Here's the biography of Van Jones: he was a bookish black kid from Tennessee who went to Yale Law and moved to San Francisco and became a radical. Then he decided to use his law degree and smarts to clean up and make things better from inside the establishment.

He was, he openly acknowledges, a "full-on Marxist" in early '90s California. He joined a revolutionary Marxist group and protested police brutality. Then he founded the Ella Baker Center for Human Rights, which combats over-incarceration, police brutality, and urban poverty and violence.

Running a civil rights group dedicated to producing real and immediate improvements in urban life will make a revolutionary Marxist a bit more pragmatic.

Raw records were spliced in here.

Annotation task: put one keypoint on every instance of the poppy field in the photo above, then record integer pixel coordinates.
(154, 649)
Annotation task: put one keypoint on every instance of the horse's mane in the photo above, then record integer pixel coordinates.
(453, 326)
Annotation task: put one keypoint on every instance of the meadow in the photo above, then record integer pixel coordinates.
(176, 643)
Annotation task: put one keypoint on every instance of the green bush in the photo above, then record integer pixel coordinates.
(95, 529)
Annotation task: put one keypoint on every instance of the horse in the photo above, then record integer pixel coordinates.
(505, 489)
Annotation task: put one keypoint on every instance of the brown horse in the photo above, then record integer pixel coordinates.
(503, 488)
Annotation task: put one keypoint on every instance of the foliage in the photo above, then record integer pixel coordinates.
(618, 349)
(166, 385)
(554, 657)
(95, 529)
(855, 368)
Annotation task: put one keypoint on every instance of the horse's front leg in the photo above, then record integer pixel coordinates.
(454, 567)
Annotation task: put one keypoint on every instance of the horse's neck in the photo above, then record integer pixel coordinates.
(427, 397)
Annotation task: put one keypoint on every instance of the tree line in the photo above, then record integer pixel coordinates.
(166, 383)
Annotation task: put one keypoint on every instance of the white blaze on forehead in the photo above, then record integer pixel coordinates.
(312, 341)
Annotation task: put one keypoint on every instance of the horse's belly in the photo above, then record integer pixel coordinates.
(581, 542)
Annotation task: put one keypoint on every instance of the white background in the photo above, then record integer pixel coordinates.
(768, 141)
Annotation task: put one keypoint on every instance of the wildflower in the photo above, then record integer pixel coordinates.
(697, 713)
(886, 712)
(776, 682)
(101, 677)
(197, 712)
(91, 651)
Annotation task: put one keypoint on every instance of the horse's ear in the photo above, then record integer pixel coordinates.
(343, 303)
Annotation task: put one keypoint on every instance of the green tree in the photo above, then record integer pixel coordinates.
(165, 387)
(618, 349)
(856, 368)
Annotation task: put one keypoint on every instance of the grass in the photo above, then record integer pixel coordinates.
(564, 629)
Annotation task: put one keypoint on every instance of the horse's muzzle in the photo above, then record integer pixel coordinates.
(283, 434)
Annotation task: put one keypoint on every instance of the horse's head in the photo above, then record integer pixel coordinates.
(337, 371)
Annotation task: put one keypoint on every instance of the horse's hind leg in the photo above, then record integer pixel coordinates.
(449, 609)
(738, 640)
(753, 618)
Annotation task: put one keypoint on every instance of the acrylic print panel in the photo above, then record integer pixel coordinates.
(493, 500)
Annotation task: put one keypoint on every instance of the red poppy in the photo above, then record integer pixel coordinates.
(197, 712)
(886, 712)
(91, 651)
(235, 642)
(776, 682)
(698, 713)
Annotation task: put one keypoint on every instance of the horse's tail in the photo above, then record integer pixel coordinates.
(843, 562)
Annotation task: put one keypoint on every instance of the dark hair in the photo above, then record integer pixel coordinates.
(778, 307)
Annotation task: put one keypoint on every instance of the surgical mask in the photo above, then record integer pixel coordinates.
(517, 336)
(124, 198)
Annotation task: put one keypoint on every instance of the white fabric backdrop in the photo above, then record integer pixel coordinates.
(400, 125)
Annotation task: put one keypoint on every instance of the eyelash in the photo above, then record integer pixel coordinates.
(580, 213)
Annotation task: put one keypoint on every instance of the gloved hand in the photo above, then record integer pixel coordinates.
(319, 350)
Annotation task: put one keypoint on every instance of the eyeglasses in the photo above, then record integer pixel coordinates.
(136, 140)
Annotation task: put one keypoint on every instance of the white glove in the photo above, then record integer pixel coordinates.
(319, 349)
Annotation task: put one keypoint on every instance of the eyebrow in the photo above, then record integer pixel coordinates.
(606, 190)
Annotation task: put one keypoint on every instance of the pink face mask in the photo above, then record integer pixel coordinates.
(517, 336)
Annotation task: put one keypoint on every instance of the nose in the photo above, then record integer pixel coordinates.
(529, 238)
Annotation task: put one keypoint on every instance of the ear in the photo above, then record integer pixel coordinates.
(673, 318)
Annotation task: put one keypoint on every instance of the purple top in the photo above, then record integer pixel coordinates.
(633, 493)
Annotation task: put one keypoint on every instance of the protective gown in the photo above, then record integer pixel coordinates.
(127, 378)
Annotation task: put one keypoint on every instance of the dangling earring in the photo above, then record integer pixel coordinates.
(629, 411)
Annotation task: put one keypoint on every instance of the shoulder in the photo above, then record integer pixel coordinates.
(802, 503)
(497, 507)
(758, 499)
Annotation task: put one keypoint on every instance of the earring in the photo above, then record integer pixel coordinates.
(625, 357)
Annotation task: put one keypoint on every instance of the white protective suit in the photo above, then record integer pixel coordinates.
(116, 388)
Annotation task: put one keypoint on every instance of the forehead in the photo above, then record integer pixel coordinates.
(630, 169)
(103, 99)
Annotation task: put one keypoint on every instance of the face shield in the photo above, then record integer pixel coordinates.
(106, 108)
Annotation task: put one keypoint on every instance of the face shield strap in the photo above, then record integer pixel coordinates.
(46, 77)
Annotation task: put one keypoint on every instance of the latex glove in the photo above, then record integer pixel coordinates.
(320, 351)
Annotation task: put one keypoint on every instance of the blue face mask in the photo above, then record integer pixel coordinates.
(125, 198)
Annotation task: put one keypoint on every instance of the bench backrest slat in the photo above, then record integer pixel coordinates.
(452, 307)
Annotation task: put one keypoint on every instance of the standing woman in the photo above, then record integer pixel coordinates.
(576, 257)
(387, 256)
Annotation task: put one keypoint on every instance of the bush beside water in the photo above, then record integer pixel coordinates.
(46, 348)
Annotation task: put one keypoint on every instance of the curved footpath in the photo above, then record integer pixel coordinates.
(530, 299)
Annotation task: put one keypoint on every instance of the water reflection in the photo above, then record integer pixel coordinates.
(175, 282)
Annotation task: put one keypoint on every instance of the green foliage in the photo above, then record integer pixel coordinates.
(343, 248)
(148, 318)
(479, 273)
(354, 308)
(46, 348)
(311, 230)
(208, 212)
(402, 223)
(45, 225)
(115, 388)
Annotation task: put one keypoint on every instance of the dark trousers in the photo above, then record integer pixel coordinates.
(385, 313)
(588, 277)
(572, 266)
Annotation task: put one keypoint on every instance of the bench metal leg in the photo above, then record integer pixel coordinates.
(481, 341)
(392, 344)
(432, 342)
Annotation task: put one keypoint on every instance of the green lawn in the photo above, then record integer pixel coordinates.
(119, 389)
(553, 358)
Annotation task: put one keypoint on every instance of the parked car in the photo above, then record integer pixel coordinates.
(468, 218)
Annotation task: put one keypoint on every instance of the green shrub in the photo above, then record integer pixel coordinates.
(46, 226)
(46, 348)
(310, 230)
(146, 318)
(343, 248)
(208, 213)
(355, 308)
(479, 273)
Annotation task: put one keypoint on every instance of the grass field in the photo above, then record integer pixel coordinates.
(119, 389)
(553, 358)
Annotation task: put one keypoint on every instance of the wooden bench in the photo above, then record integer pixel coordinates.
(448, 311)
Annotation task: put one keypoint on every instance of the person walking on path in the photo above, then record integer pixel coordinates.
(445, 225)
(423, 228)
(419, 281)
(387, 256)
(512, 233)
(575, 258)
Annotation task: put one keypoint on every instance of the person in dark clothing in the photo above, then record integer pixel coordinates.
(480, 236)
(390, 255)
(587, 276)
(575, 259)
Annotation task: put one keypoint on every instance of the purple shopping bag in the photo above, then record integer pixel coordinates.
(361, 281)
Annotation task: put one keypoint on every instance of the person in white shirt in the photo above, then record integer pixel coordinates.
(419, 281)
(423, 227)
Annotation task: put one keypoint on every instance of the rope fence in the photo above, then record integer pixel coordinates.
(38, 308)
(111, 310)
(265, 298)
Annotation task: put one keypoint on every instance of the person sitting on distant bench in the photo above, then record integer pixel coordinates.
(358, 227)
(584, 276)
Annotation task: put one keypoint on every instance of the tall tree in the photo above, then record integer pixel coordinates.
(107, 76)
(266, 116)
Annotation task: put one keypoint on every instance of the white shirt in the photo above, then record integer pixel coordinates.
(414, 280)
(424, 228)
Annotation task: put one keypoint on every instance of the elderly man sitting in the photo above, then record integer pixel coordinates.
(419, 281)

Jones began focusing on job creation, and, with a bit of prognostic intuition that ought to put Thomas Friedman to shame, he decided, in the late-'90s, to focus on "Green Jobs." This is, you know, capitalism—he wants to create wealth, and use market forces to make the world and black communities better places!

And in 2008 he wrote a book called The Green Collar Economy, and it made the Times best-seller list, making him as much of a figure of the mainstream as Sean Hannity or Malcolm Gladwell.

So here we have a radical youth turned respectable liberal. Respectable enough to be on Time magazine listicles and win World Economic Forum prizes and everything. Respectable enough for Tom Friedman to profile him. And The New Yorker. Respectable enough for Meg Whitman, as in former eBay CEO and wealthy Republican California gubernatorial candidate and John McCain advisor Meg Whitman, to proclaim herself "a huge fan of Van Jones."

And for both his activism and his charm he was rewarded with a White House job with the Council on Environmental Quality. He was tasked with making sure stimulus money for green jobs actually went to green jobs. And he's a great person to have in this administration—he is a genuine environmentalist and the only special interest he's beholden to is poor people. He is the sort of person we were all praying Obama would bring with him to DC, instead of Larry Summers.

And that is one of the reasons he is now being ritually and savagely demonized.

To understand why and how he's being demonized, we have to look at the way information and misinformation makes it way from crazy blogs to crazy pundits to crazy citizens to, suddenly, the non-crazy regular media.

The "why" is simple: he is a genuine left-wing liberal with a White House job. He is black. He used to be radical, and probably still has radical sympathies (you know, caring about poor black people and all that). He is, in other words, fucking terrifying, if you frame his story right.

World Net Daily is an old and hugely popular far-right conspiracy "news" website. We've discussed their promotion and popularization of the birther conspiracy but both their influence and insanity cannot be understated. They have a huge email list. The people on that list click on ads and spend money. WND is almost as profitable as Gawker Media. The RNC needs access to that list. So they humor them. And they sponsor them.

And these are the people who insist that there will be FEMA concentration camps and a NAFTA superhighway and a single North American currency and, yes, it is birther central.

WND discovered Jones in April. They took publicly available information about Jones' civil rights past, his arrest at a Rodney King protest (he was not charged with anything because it was one of those illegal but common mass arrests) and his own statements about his youthful radicalism and made a scary, scary story called "Will a 'red' help blacks go green?" Wow, right? And, yes, these were not secrets—remember the Friedman and New Yorker profiles?

Dave Weigel explains how this all snowballed in The Washington Independent: On July 23, Glenn Beck talked about this "self-avowed communist" he discovered in the Obama administration. He brought him up again and again and again over the next month, until his amazing late-August week-long series almost entirely about how Van Jones and Van Jones alone is proof that Obama has a goon squad of violent leftists looking to remake the country as some sort of collectivist Soviet Republic.

Here is the message machine in its platonic form: Glenn Beck introduces his audience to a group Jones once belonged to called "The Apollo Alliance" on August 24th. 72 hours later a constituent is asking his (Republican) representative if this Apollo Alliance wrote the health care bill. The Rep has no idea what the guy is talking about, but the rest of the audience certainly does ("Van Jones!" they shout).

And now, here we are. His name on an old 9/11 truther petition is dredged up. An amusing clip in which he calls Republicans assholes (but explains that he, too, is an asshole) is on CBS News. Jake Tapper and Politico are on the case.

That is how a smear becomes a meme. Schoolhouse Rock, 2009 style.